Dans son beau texte d’introduction, Harry Bicket tente d’expliquer la vogue actuelle des opéras de Haendel, qui ont de son vivant été éclipsés par ses oratorios et ont traversé un long purgatoire jusqu’à la fin du vingtième siècle. Il donne trois raisons. D’abord, la soif du public repu de romantisme vers un nouveau répertoire. Il faut dire, qu’avec près de 42 opéras, Haendel donne du grain à moudre. Ensuite, la créativité des metteurs en scène contemporains, qui sont parvenus à insuffler une force nouvelle à la structure traditionnelle de l’aria da capo, et à donner un sens dramatique aux myriades de conventions qui truffent ces ouvrages. Enfin, Bicket souligne l’efflorescence de chanteurs baroques de grands talents, qui fait qu’aujourd’hui, « une œuvre de Haendel est plus simple à distribuer qu’un opéra de Verdi ».

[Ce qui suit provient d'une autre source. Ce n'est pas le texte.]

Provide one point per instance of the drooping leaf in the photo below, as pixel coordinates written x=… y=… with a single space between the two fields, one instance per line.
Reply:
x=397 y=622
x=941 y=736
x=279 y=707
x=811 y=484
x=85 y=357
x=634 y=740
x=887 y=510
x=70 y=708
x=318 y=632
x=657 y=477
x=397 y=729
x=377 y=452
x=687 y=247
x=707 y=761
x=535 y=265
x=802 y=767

Chacun pensera ce qu’il veut de ces explications, mais le fait est incontestable : Haendel est désormais populaire au même titre que d’autres piliers du répertoire. Chaque année, l’English Concert donne en concert un de ses opéras à Carnegie Hall. La soirée fait figure d’événement dans la vie musicale new-yorkaise, et toutes les places sont vendues des mois à l’avance. 2020 fut bien sûr un millésime particulier, les mesures sanitaires ayant détruit tout embryon de vie musicale dans la ville. Mais le chef a voulu à tout prix laisser un témoignage du travail entamé, et est parvenu à convaincre Linn d’enregistrer cette Rodelinda, où il dit trouver un arc émotionnel rare dans la production de l’époque. Le livret est mieux structuré que le tout-venant du temps ; il offre de belles situations et un personnage particulièrement riche sous les traits de Grimoaldo.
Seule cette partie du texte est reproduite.